10 Lessons Learned in Switzerland

1)  Buy a first-class rail pass. That was Handy's idea. I would've gone for the cheap seats, but as we quickly learned, the first-class cars were much more comfortable, cleaner, less crowded, and had panoramic windows to better view the countryside, which was the whole point. And we got great photos from inside the train..like these!





2) If you don't read German, you're pretty much screwed. The translator app on your American iphone is useful only in America. Although "Toi Toi" is self-explanatory!


3)  The transportation system in Europe is FAR superior to anything I have experienced in the U.S. However, it's best to figure out and agree on a schedule before boarding a train. There isn't much time to make a decision, as the trains stop at the station for just a couple minutes and then off they go. In Bern, I had learned enough German vocabulary to figure that the train we wanted was delayed, but we were at the right gate, so when the whistle blew Handy hopped on the train, pulling me in after him. The door clipped me on the heel...that's how close I came to plunging to my death under the wheels of the wrong stinkin' train!

4)  If you get on the wrong train, don't panic. There's always another train to where you really want to go.


5)  Life without a constant barrage of advertising is blissful. No billboards, no neon signs, no McDonald's, no Walmart. Love.

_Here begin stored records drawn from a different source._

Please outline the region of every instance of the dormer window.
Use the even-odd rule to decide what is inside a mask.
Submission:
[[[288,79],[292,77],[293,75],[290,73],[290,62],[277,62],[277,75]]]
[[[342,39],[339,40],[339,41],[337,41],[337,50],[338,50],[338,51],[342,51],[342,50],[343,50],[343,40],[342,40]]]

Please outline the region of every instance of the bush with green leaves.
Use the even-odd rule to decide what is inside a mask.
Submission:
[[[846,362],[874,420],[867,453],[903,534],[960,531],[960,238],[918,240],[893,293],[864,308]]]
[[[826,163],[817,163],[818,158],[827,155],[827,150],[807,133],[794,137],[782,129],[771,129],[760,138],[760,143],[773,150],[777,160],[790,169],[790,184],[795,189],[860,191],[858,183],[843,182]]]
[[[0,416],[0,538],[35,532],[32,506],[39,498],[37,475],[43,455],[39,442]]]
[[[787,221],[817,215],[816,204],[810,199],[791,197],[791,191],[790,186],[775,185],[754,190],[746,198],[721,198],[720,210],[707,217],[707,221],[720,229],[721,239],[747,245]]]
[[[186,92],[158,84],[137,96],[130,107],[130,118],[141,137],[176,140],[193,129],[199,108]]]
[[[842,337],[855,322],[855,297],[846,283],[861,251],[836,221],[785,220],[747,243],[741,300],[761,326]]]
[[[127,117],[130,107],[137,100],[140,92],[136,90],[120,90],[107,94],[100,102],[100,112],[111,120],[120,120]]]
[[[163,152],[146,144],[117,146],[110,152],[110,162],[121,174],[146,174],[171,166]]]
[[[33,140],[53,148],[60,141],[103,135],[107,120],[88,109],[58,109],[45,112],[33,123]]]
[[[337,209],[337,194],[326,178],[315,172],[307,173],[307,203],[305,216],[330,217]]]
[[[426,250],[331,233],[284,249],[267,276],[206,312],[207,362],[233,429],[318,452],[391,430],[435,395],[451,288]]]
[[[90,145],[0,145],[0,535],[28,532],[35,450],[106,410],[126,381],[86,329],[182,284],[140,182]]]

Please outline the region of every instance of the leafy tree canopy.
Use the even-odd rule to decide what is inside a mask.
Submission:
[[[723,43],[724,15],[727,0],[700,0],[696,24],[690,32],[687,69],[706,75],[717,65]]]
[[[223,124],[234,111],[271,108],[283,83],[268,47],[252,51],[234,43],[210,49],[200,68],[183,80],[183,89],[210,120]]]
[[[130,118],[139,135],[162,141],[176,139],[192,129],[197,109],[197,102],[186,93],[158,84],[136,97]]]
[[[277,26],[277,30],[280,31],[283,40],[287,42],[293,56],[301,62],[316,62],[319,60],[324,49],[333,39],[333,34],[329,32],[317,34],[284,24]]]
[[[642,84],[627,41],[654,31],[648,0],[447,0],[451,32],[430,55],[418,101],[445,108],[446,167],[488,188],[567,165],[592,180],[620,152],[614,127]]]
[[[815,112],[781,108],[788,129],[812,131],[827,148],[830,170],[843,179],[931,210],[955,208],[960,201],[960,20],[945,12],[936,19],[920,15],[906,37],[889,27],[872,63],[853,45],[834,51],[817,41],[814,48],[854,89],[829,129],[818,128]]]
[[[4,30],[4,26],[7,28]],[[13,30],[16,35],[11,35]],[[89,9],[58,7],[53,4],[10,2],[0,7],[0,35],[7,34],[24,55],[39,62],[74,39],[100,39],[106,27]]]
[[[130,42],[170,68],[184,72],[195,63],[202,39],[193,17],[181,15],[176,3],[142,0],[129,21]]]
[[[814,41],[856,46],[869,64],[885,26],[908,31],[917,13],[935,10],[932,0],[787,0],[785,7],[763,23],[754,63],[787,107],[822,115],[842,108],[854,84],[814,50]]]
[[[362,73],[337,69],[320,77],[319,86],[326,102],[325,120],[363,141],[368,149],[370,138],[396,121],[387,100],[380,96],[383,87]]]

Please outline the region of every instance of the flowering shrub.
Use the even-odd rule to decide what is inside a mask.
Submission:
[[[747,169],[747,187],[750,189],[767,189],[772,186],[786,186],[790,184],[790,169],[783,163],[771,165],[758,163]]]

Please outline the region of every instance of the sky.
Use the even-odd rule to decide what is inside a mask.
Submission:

6)  You don't have to pay $2 for a clean bathroom. All the bathrooms in Switzerland are clean. In fact, everything in Switzerland is clean. We saw a park employee scrubbing an ashtray in a bucket of soapy water; an ashtray that in the U.S. would never be cleaned...ever.


7)  Speaking of ashtrays, everyone smokes. Everywhere.


8)  If you're the kind of person who wouldn't be caught dead in a pair of sturdy, "sensible" shoes, you need to rethink that position. Even cute flats don't cut it. Take your hiking boots.








9)  The Swiss are reserved, much like Yoopers. But if you make the effort of communicate, you will find them to be charming and fascinating. Even the children, who speak several languages.






10) Don't approach a police officer with a machine gun. Just trust me on this one.